The sensitivities in the Design Filter form after the optimization is complete are shown below to demonstrate that there is significant dependence of the sensitivities on the current value of the design variables. Some variables’ sensitivities have changed by more than an order of magnitude.
The table below compares the improvement predicted by Attune to the actual improvement achieved by running the new design in Nastran. The predicted errors in frequency are very close to the actual errors, with a maximum of 1.79% difference between predicted and actual frequency. The cross-orthogonality predictions match the actual cross-orthogonalities uniformly well. Note that the modes which started out in reverse order (modes 2 and 3) now appear in the correct order.
This is only one iteration in the model-updating process. In this case, the results have improved dramatically in just one iteration, with almost “perfect” mode shapes and a maximum 3% frequency error. This is largely a phenomenon of this very simple example and is rarely encountered in practical correlation problems.

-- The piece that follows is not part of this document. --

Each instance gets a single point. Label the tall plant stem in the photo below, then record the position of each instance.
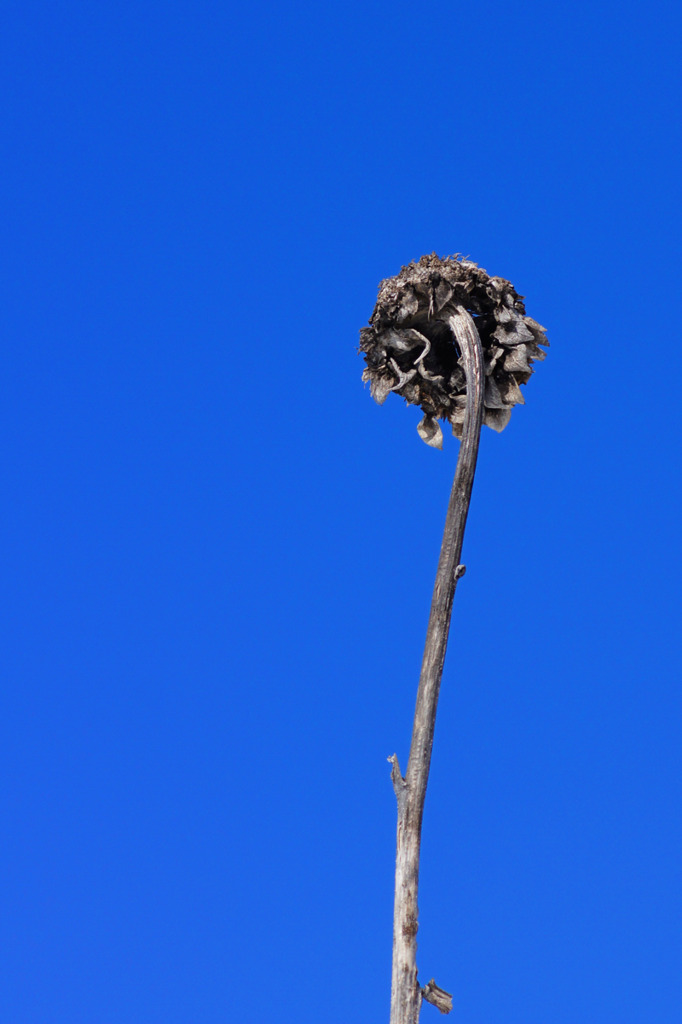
(411, 792)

To document the correlation results of this iteration as XML files, select Current Design to Spreadsheet from the Export menu on the main form. This will produce an Excel XML document showing the status of the correlation. If this file is overwritten as the correlation process continues, Attune will append results to the existing file. Each time the file is written, the current status of the correlation is added to the summary sheet and two sheets are added containing a full description of the current state and design, respectively. The summary, state, and design tabs of the spreadsheet are shown in the figures below.

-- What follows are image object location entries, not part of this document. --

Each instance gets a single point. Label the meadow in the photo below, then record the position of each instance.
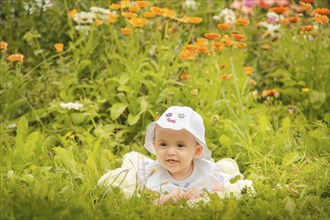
(81, 80)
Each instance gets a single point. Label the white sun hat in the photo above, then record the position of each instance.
(177, 118)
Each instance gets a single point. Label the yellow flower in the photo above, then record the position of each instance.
(59, 47)
(16, 57)
(72, 13)
(305, 89)
(138, 22)
(114, 6)
(3, 45)
(126, 31)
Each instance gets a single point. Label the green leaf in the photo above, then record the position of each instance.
(317, 98)
(117, 109)
(290, 158)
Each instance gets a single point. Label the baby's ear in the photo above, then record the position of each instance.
(199, 150)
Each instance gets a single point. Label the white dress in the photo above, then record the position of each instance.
(138, 171)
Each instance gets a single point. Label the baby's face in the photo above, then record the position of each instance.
(175, 150)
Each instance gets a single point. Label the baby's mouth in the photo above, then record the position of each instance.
(172, 161)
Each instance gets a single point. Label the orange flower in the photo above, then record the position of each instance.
(114, 6)
(59, 47)
(185, 76)
(149, 14)
(112, 18)
(279, 10)
(202, 48)
(322, 11)
(322, 19)
(224, 26)
(72, 13)
(129, 14)
(168, 13)
(243, 22)
(194, 20)
(272, 92)
(143, 4)
(126, 31)
(190, 47)
(225, 77)
(187, 55)
(294, 19)
(223, 65)
(308, 28)
(3, 45)
(212, 36)
(217, 46)
(248, 70)
(226, 40)
(138, 22)
(134, 8)
(157, 10)
(306, 6)
(16, 57)
(241, 37)
(125, 3)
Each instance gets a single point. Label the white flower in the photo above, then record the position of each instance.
(225, 12)
(84, 17)
(71, 105)
(191, 4)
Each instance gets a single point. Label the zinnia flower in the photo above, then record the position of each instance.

To continue the correlation process, the design suggested by Attune is written to the Nastran bulk data in a form that is ready to run. The figure below shows the form brought up by selecting Current Design Variables to Nastran Bulk from the Export menu on the main form. In this case, all design variable definition cards are in the same bulk data file. This is not required. Once the new design has been written out, Nastran is rerun and the configuration can be reloaded by selecting the Reload All Configurations item under the File menu on the main form. This action will reload the test data and the recently updated analysis data, remap the nodes, and update Attune with the new information.
After multiple iterations of Attune, when a satisfactory design is found, the final design can be written to a Nastran input file by selecting Final Property Values to Nastran Bulk from the Export menu on the main form. This will update the physical and material properties in the bulk data with the values indicated by the design variables. All Nastran parameters and design variables related to design optimization will be commented out, and the deck will be converted to SOL 103.
The new set of data is added to Attune by editing the configuration, changing the Active Data Set to Post-Optimization and loading in the final SOL 103 shapes. Upon saving the configuration and returning to the main Attune form, it will look like the figure below. The final status of the state variables is also shown below.